We have stated that “the district court is to determine the amount of loss [under U.S. S.G. § 2B1.1(b)(1) ] by a preponderance of the evidence, and the district court's findings are not to be overturned unless they are clearly erroneous.” United States v. Triana, 468 F.3d 308, 321 (6th Cir.2006) (citation omitted). However, we review the district court's “methodology for calculating loss”-to wit, “whether those facts as determined by the district court warrant the application of a particular” offense-level increase-de novo. Id. (internal quotation marks and citations omitted). In calculating the amount of loss, “[t]he [district] court need only make a reasonable estimate of the loss. The sentencing judge is in a unique position to assess the evidence and estimate the loss based upon that evidence. For this reason, the [district] court's loss determination is entitled to appropriate deference.” U.S.S.G. § 2B1.1 cmt. n.3(C) (2008). Specifically regarding valuation of “cultural heritage resource[s]” such as the Codes, the commentary states: “In a case involving a cultural heritage resource, loss attributable to that cultural heritage resource shall be determined [under] ․ Application Note 2 of the Commentary to § 2B1.5.” U.S. S.G. § 2B1.1 cmt. n.3(F)(vii) (2008). That provision, meanwhile, merely restates the idea that the district court “need only make a reasonable estimate of the value of the cultural heritage resource based on available information.” U.S.S.G. § 2B1.5 cmt. n.2(B) (2008).
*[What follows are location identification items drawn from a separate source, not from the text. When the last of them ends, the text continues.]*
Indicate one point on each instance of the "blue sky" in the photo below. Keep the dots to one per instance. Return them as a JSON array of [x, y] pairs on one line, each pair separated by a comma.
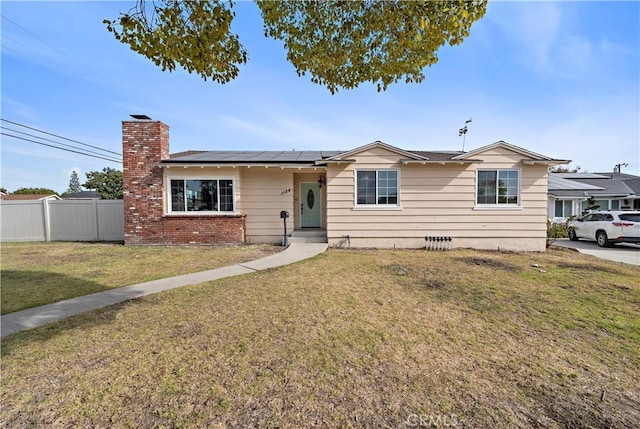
[[558, 78]]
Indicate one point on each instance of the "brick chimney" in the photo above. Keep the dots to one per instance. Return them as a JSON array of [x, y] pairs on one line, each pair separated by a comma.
[[144, 144]]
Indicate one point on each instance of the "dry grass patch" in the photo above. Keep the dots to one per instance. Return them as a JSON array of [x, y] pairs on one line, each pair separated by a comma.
[[349, 339], [41, 273]]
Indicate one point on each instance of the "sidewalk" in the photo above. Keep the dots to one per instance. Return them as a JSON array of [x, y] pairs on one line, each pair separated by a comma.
[[38, 316]]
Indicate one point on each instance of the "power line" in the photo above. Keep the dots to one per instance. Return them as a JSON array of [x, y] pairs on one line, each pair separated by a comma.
[[36, 36], [49, 140], [61, 148], [60, 137]]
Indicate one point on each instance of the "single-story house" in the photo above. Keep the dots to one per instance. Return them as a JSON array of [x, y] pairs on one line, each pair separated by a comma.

Moreover, the section states that the object's value is, in relevant part, the “commercial value” of the item, U.S.S.G. § 2B1.5 cmt. n.2(A)(ii) (2008), which it defines as “the fair market value of the cultural heritage resource at the time of the offense,” U.S.S.G. § 2B1.5 cmt. n.2(C)(ii) (2008).
Here, the district court received numerous estimates from various sources on the value of the Codes: Expert estimates of the market value of the Maxwell Code ranged from $40,000 to “as much or more than” $112,500, with most at or above $100,000, while expert estimates of the market value of the Freeman Code ranged from $30,000 to $45,000. Ultimately, the district court determined that the value of the Codes was “at a minimum of 120,000,” but that there was “some significant evidence of value in excess of 135,000, which is but frosting on the cake because it does not approach the top limit ․ [of] 200,000.” (Sentencing Hr'g Tr., Dist. Ct. Docket No. 47, at 42.) Moreover, later in its explicit findings of fact, the district court reiterated: “I find that the combined value of the Maxwell Code and Freeman Code is at least $120,000, but not more than $200,000, so that ten additional levels are added pursuant to Guideline Section 2B1.1B1F.” (Id. at 45 (emphasis added).)
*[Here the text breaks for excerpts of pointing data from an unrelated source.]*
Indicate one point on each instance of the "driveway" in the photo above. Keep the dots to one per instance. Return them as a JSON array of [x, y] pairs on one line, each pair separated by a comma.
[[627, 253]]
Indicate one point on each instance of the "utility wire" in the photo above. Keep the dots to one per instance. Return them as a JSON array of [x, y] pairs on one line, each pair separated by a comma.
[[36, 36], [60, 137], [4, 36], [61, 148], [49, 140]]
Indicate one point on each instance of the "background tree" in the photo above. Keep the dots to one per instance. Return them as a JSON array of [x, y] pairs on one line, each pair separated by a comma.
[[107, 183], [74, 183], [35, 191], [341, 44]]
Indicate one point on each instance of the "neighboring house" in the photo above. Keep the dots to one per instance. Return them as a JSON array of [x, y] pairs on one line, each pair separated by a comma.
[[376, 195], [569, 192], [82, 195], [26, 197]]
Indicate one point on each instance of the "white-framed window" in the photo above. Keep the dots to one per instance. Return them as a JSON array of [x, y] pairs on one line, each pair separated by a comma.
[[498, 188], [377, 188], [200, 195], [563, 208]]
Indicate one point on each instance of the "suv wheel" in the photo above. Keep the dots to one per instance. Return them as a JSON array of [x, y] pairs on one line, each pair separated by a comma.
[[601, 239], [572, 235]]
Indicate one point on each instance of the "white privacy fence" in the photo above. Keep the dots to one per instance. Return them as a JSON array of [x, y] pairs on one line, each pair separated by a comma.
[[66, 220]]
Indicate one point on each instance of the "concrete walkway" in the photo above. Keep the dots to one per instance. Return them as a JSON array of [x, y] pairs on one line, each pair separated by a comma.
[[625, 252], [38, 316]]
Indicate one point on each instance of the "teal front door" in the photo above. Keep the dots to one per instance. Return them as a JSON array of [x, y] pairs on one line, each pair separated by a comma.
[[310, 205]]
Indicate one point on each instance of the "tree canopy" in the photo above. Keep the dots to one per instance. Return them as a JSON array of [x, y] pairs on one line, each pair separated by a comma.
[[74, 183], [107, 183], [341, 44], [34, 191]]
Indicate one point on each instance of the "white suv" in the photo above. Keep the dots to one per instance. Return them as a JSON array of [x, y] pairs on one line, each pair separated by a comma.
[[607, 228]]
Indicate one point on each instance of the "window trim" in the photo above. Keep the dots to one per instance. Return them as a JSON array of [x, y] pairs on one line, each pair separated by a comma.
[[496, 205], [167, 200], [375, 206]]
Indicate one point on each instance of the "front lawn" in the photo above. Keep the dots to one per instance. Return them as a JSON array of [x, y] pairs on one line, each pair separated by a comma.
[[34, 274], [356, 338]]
The district court's precise language does not definitively establish that it found the Codes to be worth greater than $120,000. However, reading the district court's finding in light of its observation regarding “some significant evidence of value in excess of 135,000” and its belief that U.S. S.G. § 2B1.1(b)(1)(F) (2008) applied, suggests that the district court intended to find the Codes worth greater than $120,000. The evidence adduced regarding the Codes' value further supports this conclusion: The district court's determination indicates that it decided to credit the PSR's analysis-based on victim impact testimony from the Hayes Center's director-as well as Special Agent Holloway's testimony regarding his conversations with various experts, not the statements from McCarty's expert-a Dayton, Ohio book dealer-that would have placed the combined value at or below $120,000.
We thus conclude that the district court properly applied the ten-level enhancement of U.S.S.G. § 2B1.1(b)(1)(F) (2008).
C. “For Pecuniary Gain”
McCarty argues that the district court improperly applied U.S. S.G. § 2B1.5(b)(4) (2008), which increased his offense by two levels. McCarty claimed below, and continues to claim here: “I had never heard of this book before and in the heat of the moment, I had a lapse of judgment and put the book in my shirt. A moment later, I left the library and drove home.” (PSR ¶ 29.) The government responds that the district court properly applied the enhancement given the evidence in the record.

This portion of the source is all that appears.